Потом мы долго шутили по этому поводу. И даже от кого-то сочинитель скетчей Задорнов об этом услышал и стал рассказывать. Егор однажды спросил меня, зачем я рассказал эту историю Задорнову, жившему с ним тогда в одном доме на Осенней улице. Я удивился и сказал, что с Задорновым не знаком, а просто байка пошла жить своей жизнью».
…Но, может, за эту искренность его и любили?
Впрочем, его много потом упрекали как раз за то, что говорил мало, не объяснял людям «положение дел».
И вот как отвечал на этот упрек Гайдар:
«…Что, собственно, в конце 1991-го – начале 1992 года мы должны были ясно и просто объяснять людям? Что мы летим на самолете с одним крылом? Что нет никаких гарантий того, что приземлимся? Что невозможно прогнозировать уровень инфляции, потому что мы не обладаем контролем над всей рублевой зоной, что все наши усилия завтра могут быть перечеркнуты неожиданными действиями правительств Казахстана или Украины? Что мы сознательно закрываем на все это глаза, идем по пути жесточайшей сдержанности в собственной бюджетной политике, потому что другого выхода нет, – лишь то, что делаем, дает хоть какие-то шансы вывести страну из пике? Думаю, если бы все это было ясно и просто сказано в декабре 1991-го – январе 1992-го, ничто не спасло бы нас от гиперинфляции и хозяйственного хаоса.
Вообще, невозможность сказать всю правду людям о положении страны, о том, что делаешь, – это, к сожалению, приходит вместе с реальной властью. Именно здесь хорошо понимаешь точность кантовского принципа: “Все, что ты говоришь, – должно быть правдой, но отсюда не следует, что надо говорить всю правду”».
Говорить неправду – он тоже не мог.
Однако вот это «честное молчание» Гайдара и было тем фактором, которое тоже привлекало к нему людей. Ну хотя бы вот этот зафиксированный на избирательных участках миллион сто тысяч москвичей в декабре 1993 года.
Так все-таки что же получилось тогда из гайдаровских реформ? Послушаем для начала интервью Евгения Ясина, одного из главных российских реформаторов:
«Было твердое понимание того, что плановая экономика – чушь собачья. Она не выдержала испытания временем, и нужно двигаться в сторону свободного рынка. А у свободного рынка есть несколько институтов, без которых он не работает. …Свободные цены немедленно давали возможность согласования спроса и предложения. И дефицит пропадал. Не надо было делить и распределять. Далее – финансовая стабилизация. Потому что если вы не принимаете мер по ограничению денежной массы, она будет расти бесконечно. Значит, нужно проявить жесткость. По этому поводу в команде реформаторов был консенсус.
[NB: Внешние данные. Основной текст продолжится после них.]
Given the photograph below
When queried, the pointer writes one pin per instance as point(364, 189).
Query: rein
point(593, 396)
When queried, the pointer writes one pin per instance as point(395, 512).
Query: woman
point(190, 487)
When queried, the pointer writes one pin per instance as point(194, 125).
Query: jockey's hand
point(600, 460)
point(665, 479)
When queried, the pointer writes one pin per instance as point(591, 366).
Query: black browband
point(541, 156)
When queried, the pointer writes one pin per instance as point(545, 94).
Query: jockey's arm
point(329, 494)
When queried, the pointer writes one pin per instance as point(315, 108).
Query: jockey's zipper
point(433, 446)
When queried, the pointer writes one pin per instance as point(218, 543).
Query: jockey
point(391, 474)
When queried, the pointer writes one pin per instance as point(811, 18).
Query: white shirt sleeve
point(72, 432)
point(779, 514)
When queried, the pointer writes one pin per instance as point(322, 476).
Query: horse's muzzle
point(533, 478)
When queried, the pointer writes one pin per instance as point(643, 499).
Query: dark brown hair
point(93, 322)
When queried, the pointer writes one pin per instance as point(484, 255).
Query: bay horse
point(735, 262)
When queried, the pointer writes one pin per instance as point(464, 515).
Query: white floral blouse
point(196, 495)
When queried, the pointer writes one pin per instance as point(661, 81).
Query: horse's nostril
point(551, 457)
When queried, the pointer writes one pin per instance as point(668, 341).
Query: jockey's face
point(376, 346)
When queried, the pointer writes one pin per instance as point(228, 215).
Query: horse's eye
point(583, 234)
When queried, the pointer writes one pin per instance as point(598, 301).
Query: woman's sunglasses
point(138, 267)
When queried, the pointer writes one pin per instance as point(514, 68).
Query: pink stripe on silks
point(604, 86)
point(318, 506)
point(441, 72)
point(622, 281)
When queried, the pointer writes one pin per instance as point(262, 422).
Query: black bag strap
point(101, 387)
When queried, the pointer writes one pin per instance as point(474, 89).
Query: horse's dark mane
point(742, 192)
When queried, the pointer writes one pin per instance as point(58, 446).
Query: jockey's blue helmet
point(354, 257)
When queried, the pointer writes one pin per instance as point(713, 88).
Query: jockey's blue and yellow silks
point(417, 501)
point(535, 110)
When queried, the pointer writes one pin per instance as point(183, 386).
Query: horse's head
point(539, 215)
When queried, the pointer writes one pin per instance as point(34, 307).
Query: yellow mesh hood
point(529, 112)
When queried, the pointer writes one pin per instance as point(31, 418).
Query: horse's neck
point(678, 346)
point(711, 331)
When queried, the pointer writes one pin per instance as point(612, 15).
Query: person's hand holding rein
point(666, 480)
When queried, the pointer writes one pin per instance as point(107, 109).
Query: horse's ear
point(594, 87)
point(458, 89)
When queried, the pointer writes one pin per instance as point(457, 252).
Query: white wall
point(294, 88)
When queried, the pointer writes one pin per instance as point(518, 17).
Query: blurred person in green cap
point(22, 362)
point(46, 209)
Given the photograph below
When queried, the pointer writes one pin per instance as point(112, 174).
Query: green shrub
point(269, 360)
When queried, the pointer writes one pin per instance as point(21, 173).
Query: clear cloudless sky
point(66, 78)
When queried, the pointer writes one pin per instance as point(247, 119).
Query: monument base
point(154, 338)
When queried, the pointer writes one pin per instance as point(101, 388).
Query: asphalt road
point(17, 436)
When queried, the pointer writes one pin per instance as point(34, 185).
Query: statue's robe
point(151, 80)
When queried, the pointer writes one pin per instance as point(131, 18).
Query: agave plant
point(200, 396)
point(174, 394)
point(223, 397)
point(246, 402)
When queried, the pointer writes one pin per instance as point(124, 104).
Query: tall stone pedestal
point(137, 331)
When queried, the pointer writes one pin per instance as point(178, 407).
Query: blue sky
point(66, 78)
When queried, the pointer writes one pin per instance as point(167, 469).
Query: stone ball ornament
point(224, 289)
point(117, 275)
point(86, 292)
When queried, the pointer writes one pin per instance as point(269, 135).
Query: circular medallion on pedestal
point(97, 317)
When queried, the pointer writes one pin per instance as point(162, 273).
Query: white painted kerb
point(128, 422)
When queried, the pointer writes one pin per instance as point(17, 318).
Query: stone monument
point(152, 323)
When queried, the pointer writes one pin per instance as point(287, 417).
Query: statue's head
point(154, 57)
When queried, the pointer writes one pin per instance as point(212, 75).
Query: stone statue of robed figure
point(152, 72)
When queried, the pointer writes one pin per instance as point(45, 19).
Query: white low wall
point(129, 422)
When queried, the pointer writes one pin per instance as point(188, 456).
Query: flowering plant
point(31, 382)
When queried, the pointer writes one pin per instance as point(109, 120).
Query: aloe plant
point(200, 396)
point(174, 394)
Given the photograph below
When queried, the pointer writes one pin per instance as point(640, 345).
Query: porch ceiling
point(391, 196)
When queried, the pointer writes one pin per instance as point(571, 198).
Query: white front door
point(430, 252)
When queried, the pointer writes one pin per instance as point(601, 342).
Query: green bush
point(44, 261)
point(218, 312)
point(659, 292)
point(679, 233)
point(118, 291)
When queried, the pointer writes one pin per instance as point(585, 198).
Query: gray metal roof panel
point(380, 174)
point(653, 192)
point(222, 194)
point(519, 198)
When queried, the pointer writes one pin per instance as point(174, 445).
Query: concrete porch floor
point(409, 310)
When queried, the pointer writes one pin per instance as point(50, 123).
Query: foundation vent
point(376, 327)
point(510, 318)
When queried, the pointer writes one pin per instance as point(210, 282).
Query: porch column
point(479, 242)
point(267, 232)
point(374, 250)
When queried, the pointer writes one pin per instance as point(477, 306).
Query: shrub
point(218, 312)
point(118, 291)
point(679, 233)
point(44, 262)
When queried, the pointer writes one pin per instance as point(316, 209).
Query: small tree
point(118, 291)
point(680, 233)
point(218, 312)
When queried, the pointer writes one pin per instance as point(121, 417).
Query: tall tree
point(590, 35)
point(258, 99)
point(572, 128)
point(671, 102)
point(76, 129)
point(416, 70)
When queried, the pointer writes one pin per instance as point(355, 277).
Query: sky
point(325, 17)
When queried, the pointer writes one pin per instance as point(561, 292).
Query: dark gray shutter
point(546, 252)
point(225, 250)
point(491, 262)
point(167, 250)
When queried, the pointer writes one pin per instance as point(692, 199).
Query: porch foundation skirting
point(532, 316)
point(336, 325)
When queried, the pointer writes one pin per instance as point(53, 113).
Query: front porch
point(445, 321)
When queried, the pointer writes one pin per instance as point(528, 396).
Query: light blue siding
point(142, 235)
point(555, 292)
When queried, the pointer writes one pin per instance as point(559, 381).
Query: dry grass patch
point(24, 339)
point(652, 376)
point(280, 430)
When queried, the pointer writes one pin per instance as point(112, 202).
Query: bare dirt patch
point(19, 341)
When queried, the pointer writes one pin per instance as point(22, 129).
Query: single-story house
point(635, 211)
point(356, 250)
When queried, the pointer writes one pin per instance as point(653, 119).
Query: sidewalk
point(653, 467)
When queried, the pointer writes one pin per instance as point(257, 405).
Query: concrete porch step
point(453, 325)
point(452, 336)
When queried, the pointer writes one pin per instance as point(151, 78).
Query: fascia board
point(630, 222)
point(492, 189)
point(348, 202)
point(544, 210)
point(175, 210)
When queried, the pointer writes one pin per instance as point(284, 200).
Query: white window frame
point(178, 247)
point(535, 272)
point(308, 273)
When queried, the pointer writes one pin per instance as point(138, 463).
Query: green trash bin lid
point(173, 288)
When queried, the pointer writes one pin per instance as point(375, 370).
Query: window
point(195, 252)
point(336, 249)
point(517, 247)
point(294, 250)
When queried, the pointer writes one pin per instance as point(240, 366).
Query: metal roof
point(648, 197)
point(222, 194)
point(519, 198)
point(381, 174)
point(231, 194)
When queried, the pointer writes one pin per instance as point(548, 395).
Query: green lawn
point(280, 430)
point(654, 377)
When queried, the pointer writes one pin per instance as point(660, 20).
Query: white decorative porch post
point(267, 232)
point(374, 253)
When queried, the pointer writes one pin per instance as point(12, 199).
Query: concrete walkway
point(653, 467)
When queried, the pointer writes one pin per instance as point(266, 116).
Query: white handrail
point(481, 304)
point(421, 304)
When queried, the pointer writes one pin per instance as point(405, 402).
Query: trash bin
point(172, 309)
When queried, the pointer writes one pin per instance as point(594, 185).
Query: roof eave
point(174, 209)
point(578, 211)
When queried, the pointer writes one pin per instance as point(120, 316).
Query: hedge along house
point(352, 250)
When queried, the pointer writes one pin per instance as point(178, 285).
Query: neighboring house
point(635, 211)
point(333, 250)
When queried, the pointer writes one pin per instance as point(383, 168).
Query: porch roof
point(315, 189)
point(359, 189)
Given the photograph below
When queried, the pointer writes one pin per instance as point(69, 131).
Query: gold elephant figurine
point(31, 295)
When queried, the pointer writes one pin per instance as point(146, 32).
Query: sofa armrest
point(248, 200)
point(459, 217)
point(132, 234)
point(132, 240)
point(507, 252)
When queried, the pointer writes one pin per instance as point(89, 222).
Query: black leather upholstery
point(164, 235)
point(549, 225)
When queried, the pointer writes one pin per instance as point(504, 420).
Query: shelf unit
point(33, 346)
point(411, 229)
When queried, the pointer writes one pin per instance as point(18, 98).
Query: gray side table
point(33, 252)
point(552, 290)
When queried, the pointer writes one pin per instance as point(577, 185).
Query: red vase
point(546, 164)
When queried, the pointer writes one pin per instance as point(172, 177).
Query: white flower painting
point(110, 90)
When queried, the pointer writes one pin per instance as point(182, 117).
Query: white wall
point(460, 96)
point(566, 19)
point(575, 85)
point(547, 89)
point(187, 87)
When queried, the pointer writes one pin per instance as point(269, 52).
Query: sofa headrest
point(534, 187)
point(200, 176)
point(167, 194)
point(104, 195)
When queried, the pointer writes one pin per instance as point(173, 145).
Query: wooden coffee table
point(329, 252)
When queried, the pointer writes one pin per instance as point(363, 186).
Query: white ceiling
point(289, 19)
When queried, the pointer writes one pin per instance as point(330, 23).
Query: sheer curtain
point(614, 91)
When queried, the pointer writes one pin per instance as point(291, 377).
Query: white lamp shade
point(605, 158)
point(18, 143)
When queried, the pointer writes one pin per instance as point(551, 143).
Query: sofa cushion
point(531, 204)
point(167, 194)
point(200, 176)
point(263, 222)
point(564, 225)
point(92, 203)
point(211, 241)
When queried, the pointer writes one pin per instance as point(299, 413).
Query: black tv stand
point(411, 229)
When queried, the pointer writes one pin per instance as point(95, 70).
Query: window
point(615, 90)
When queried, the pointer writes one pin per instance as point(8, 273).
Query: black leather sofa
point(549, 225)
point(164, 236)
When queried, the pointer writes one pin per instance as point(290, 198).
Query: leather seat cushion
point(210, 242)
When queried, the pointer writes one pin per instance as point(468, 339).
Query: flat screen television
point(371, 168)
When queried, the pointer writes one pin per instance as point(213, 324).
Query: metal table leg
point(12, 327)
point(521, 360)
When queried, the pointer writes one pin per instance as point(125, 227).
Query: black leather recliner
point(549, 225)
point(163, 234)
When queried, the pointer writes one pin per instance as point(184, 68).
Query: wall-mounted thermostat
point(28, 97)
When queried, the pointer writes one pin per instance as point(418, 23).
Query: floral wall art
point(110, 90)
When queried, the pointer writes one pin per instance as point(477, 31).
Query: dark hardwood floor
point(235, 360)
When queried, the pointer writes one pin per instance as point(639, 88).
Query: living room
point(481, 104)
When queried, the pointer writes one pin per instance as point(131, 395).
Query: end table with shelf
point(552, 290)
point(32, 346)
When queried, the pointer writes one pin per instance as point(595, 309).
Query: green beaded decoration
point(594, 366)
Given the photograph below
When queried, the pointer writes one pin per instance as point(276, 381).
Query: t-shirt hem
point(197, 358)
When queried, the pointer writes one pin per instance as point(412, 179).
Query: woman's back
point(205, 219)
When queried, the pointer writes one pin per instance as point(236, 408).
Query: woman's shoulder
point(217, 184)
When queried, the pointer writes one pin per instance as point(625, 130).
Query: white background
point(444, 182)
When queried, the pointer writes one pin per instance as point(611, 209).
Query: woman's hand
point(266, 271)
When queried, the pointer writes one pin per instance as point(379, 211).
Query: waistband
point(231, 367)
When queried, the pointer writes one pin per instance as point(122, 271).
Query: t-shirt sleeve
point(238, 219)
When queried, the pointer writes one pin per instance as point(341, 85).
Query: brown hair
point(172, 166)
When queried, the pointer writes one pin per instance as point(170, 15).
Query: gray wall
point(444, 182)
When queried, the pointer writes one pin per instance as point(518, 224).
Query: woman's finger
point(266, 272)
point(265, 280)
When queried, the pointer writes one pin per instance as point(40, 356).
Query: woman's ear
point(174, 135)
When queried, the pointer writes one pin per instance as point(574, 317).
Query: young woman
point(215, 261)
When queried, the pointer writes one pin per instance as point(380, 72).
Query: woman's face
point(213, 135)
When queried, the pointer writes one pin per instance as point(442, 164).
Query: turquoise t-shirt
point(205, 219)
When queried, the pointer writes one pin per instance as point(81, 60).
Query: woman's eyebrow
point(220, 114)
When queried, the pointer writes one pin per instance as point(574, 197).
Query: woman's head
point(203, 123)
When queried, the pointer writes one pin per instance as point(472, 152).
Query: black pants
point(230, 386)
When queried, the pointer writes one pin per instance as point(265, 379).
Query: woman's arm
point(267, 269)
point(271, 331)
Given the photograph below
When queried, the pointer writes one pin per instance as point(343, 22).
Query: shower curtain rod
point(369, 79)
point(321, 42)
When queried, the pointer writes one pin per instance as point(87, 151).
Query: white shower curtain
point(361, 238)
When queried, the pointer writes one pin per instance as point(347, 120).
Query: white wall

Хотя понятно, что это было тяжело. Первые три-четыре месяца выдерживали линию, а потом на нас был накат, пришлось уступить. Потом Геращенко стал председателем Центрального банка – Гайдар рассчитывал на его опыт, но тот оказался советским банкиром. Продолжающаяся инфляция – в основном его вина. Потому что когда он начал выдавать кредиты и производить взаимозачеты – это был август 1992 года – тогда и начался главный рост цен. Но все равно я бы не стал предъявлять ему серьезные претензии. В августе 1993-го он совершил исключительно важный шаг – сделал русский рубль… (обмен советских рублей на новые, российские. –
… Я полагал, что основная группа реформ уже осуществлена и что дальше эти импульсы могут работать сами, если дать им развернуться… У меня действительно было такое ощущение, что еще какие-то реформы в тех условиях все равно трудно будет реализовать. Добиваться совершенства в переходный период бесполезно. Это историческая эпоха. Я и сейчас так считаю: останься Гайдар на посту председателя правительства еще, допустим, три года, все равно основное дело он уже сделал».
Помните метафору Гайдара: «осталось тело, и оно перестало функционировать, нет даже конвульсий…»? Сказано об административной советской системе, но вполне применимо и к экономике. Так вот, по мысли Ясина, освобождением цен Гайдар оживил это мертвое тело, несмотря на все страшнейшие издержки. Живые, настоящие рыночные деньги, как новая кровь, понеслись по сосудам – и заставили тело после некоторых судорог все-таки встрепенуться. Конечно, для этого потребовались миллионы новых экономических агентов – тех самых «челноков», спекулянтов, первых собственников чего-нибудь, хоть ларька, хоть банка, хоть бензоколонки.
Через несколько лет мучений и конвульсий российская экономика, возросшая на этих новых дрожжах, пошла в рост, и сегодня ВВП России превышает советский.